Hablemos del odio.
Aunque nos moleste.
Nos duela.
Nos abrume.
Hablemos del odio, que tantas veces lo depositamos en los otros. Y tan pocas lo reconocemos en nosotros.
Hablemos del odio, que nos rodea, nos asfixia, nos impotentiza y también nos enseña.
Hablemos.
Porque las imágenes que vemos nos dejan mudos.
Porque las reacciones que vemos, que tenemos, que registramos en los nuestros, fomentadas por el odio, nos están convenciendo de que todo está perdido. Se instaló el odio como vínculo que habilita humillaciones, exclusiones, guerras, muertes… no se vende, no se compra… se cultiva en el espíritu de la gente, se aprende fácil, se desaprende con mucho esfuerzo.
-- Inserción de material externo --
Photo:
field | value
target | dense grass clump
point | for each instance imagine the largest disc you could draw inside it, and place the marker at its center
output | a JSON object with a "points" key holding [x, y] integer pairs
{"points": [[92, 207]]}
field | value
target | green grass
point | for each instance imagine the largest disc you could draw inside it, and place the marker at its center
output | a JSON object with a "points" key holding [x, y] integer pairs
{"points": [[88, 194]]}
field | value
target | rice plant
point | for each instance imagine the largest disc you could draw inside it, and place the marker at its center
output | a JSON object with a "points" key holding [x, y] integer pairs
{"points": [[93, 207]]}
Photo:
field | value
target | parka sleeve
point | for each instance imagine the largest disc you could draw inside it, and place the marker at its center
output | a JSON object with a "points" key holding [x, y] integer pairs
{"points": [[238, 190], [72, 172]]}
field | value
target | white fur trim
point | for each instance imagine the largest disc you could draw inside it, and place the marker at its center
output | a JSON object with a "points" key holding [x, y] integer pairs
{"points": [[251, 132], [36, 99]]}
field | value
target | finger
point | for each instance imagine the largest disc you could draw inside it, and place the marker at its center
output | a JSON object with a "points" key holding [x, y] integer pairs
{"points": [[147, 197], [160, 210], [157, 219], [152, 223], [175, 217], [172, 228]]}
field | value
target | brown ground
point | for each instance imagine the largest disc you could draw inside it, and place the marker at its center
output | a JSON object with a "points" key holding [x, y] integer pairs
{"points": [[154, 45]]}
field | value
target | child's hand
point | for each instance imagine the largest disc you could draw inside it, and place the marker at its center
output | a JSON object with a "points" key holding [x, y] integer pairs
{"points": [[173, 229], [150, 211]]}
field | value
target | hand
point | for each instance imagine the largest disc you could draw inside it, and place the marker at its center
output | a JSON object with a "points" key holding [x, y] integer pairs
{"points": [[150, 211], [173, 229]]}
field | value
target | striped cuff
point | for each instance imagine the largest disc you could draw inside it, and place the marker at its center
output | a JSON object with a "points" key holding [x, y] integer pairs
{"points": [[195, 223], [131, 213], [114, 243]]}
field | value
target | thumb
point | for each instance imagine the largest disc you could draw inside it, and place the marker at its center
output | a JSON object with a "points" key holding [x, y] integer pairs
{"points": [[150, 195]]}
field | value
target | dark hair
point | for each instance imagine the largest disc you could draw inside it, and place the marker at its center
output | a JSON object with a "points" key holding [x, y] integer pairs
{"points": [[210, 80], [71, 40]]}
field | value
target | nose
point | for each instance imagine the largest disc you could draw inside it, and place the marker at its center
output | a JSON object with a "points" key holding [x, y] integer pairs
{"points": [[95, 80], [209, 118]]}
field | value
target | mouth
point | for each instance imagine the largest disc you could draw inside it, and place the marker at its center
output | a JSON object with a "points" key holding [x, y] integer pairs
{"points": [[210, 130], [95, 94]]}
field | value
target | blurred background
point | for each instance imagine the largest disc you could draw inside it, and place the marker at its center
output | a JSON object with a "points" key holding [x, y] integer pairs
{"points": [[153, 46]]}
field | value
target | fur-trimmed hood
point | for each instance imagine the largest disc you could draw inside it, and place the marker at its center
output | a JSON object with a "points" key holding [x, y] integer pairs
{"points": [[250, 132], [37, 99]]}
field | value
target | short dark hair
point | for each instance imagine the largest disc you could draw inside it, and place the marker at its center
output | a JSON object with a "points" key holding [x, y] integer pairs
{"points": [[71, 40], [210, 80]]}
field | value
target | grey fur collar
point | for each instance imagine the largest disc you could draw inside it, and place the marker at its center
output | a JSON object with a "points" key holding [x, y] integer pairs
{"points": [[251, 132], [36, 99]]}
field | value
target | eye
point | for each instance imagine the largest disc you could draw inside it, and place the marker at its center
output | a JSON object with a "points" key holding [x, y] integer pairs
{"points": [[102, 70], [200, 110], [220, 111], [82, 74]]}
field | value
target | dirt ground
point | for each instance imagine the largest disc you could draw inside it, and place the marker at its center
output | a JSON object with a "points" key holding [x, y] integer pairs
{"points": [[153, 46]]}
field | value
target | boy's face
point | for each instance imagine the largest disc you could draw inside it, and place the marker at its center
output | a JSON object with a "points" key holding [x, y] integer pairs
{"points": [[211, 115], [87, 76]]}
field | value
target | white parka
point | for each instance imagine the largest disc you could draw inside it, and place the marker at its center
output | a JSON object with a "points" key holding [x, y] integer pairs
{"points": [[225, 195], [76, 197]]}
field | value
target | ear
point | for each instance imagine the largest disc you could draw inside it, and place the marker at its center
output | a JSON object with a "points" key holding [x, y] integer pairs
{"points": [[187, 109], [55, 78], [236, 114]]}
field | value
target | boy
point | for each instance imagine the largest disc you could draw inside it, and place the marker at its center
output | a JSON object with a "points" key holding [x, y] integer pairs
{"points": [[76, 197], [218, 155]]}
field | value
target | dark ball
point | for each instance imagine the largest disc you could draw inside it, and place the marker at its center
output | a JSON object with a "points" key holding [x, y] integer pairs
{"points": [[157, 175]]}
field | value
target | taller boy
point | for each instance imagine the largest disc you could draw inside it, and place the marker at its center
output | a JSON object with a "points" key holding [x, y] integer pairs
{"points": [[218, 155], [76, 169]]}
Recordaremos el odio que sentían los hermanos de Iosef en su contra.
Y vieron sus hermanos que su padre lo amaba más que a todos sus hermanos; por eso lo odiaban y no podían hablarle pacíficamente (Bereshit 37:4)
ויראו אחיו כי־אתו אהב אביהם מכל־אחיו וישנאו אתו ולא יכלו דברו לשלם׃
Por eso él es arrojado a un pozo, luego vendido como esclavo y llevado a Egipto, mientras le mienten a su padre diciéndole que a Iosef, su hermano, lo había despedazado un animal.
No podemos dimensionar el derrotero de una acción provocada por el odio.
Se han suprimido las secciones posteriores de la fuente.